I don’t know if the writer was being wistful or sarcastic, but either way it is a valid reflection of our culture’s priorities: take the easiest route to eliminate any trace of sadness or melancholy in your life.

God forbid! We need boredom and sadness and discontent in our lives. That is where longing is birthed, where visions are dreamed. That is where clarity and resolve come from.

And, hear me, I’m not talking about depression or anxiety for which medication can be truly helpful. I’m talking about run-of-the-mill, everyday sadness and discontent. Those can be our allies in discerning what we long for in this life.

And for all people, of all personality types, at the core of that longing is our desire for God and relationship with God – not the boring-old-white-man-God, but the fall-on-your-face-woe-is-me-God, the glowing-coal-on-your-lips-God, the living and vital and glorious God who is the source of all life, the embodiment of all beauty, the truth of all righteousness, the peace beyond all fearing, and the unity of all being. This is our God.

And for this substantial and worthy God were we made and to this God are we to be united. For it is the nature of God to draw all things unto himself, to be at once many and one. When we speak of Trinity it is not short-hand for some kind of theological riddle to be explained by clever people. Trinity is the mystery of relatedness that stands at the core of God’s being. God is a community of fellowship that has been revealed to us Father, Son, and Holy Spirit.
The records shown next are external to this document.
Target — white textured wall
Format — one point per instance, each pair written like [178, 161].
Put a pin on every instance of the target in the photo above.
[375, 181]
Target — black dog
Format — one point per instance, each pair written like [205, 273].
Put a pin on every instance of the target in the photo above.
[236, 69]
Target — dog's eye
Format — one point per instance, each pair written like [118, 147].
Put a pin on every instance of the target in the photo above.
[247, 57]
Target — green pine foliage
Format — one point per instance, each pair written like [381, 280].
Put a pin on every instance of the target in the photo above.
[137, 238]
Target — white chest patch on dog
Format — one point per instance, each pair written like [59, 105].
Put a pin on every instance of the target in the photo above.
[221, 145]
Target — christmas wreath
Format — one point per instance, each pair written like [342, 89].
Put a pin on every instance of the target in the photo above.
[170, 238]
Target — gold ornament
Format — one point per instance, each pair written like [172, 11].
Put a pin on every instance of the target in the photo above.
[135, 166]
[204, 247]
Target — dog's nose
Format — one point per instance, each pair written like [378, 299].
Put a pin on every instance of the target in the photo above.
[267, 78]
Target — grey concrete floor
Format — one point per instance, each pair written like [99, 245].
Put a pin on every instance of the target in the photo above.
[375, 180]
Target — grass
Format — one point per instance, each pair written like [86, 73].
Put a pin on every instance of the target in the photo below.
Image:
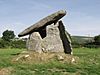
[89, 64]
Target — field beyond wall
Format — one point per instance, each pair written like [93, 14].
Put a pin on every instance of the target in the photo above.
[88, 64]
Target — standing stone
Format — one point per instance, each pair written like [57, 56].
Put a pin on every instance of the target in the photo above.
[66, 40]
[52, 42]
[34, 42]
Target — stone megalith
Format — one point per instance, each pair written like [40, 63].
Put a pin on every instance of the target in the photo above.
[44, 22]
[52, 42]
[48, 35]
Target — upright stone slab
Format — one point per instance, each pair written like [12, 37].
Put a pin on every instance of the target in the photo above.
[52, 42]
[34, 42]
[66, 40]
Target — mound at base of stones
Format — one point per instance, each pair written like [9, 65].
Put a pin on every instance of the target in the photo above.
[35, 57]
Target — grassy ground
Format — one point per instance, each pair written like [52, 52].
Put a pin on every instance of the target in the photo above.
[89, 64]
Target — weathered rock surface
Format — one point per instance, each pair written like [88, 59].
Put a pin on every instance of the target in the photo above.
[52, 42]
[34, 42]
[44, 22]
[66, 40]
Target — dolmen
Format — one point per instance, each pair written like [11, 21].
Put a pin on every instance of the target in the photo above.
[48, 35]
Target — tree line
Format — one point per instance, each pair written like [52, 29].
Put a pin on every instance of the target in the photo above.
[9, 40]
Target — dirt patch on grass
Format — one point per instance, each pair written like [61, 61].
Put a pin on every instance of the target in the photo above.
[6, 71]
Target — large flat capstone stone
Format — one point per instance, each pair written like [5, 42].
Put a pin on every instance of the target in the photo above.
[44, 22]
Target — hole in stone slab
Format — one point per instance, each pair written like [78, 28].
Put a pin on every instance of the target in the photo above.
[42, 32]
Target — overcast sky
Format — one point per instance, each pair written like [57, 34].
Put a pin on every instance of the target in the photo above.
[83, 16]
And this is our faith: that God draws us into God’s holiness. And though we should fall before God’s glory crying “Woe is me!” – God takes this glory, takes the burning goals from the altar, and touches our lips with them saying, “Now that this has touched your lips, your guilt has departed and your sin is blotted out.” We may cry in shame when we perceive our shabbiness in the light of God, but when God’s holiness encounters us it is with mercy and healing. And it is God’s holiness that will prevail, transforming us into God’s likeness. And so we shall be drawn into the holiness and unity of God.
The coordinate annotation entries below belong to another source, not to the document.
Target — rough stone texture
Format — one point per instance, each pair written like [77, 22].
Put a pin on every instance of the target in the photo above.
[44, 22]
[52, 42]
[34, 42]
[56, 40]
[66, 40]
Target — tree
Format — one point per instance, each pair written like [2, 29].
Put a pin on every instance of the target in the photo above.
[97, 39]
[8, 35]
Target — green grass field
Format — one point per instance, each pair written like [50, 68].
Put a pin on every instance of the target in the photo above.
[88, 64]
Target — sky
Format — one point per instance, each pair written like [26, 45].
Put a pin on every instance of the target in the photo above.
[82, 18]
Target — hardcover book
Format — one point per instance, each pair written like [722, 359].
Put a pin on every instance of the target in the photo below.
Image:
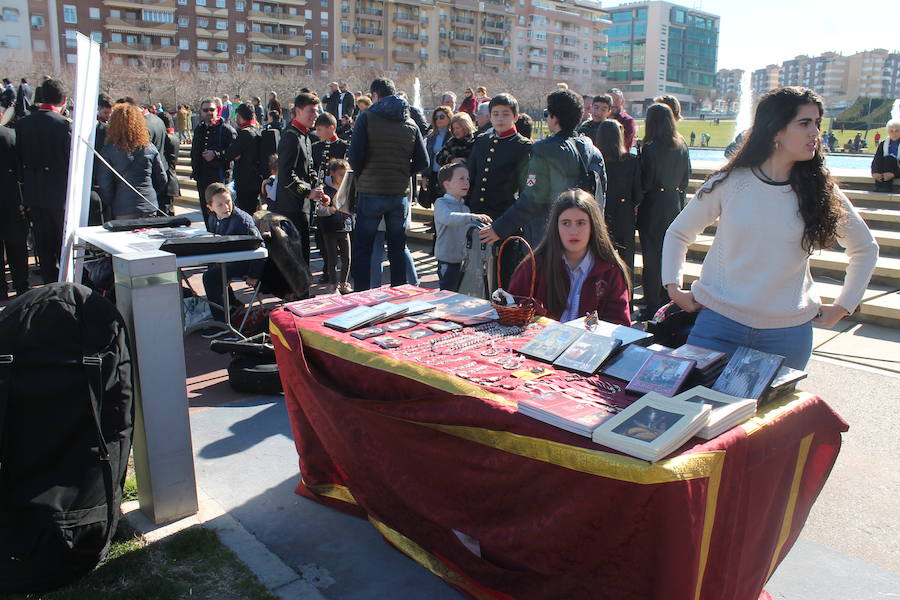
[320, 305]
[652, 427]
[627, 362]
[662, 373]
[725, 411]
[587, 353]
[354, 318]
[748, 373]
[550, 342]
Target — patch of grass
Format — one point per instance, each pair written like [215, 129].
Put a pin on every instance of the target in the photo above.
[191, 565]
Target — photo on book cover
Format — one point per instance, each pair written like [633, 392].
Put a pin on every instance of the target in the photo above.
[648, 423]
[748, 373]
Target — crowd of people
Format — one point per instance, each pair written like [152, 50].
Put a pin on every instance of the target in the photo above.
[577, 196]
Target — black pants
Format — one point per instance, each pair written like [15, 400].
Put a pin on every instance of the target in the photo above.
[13, 234]
[48, 230]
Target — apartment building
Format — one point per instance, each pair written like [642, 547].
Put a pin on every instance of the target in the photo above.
[662, 48]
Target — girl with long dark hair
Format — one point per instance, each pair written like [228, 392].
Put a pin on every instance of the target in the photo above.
[776, 204]
[578, 269]
[665, 170]
[623, 188]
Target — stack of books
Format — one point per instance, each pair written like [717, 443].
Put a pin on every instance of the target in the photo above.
[725, 411]
[709, 363]
[653, 427]
[574, 415]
That Trinity of being will forever be Father, Son, and Holy Spirit. And it will also be Father, Son, Holy Spirit, Betty and Cathy and Bob and all God’s people. The mystery of the Trinity is the unfathomable – yet fully desirable – reality that God is one, but of an ever-widening oneness that shall embrace all God’s beloved.

And that transcendent God before whom we fall, crying, “Woe is me” shall also be the God to whom we cry in intimate, comfortable peace, “Abba, Father!” For you have received a spirit of adoption. When we cry, “Abba! Father!” it is that very Spirit bearing witness with our spirit that we are children of God, and if children, then heirs, heirs of God and join heirs with Christ (Romans 8:15b-17a).

Do not be satisfied with mere religion, such as it is. And by no means allow all your days and evenings to be filled with the distraction of many amusements. They are not sin. But nor are they God. And you were made for God. Foster quiet, even to the point of boredom and discontent. For the boredom and discontent it reveals will be just that – the revealing of something that has been in you all along, but thinly veiled by your distractions. Let the discomfort announce itself, then offer it to God with the very appropriate prayer, “Do something about this.”

I believe that to be the kind of prayer which our Father is pleased to answer, and indeed has been answering for a long, long time. For God did not send the Son into the world to condemn the world, but in order that the world might be saved through him (John 3:17).

And so we are being saved. We have been made joint heirs with Christ, adopted by God our Father.

So come, join the dance of Trinity, for it is a dance that has made room for you.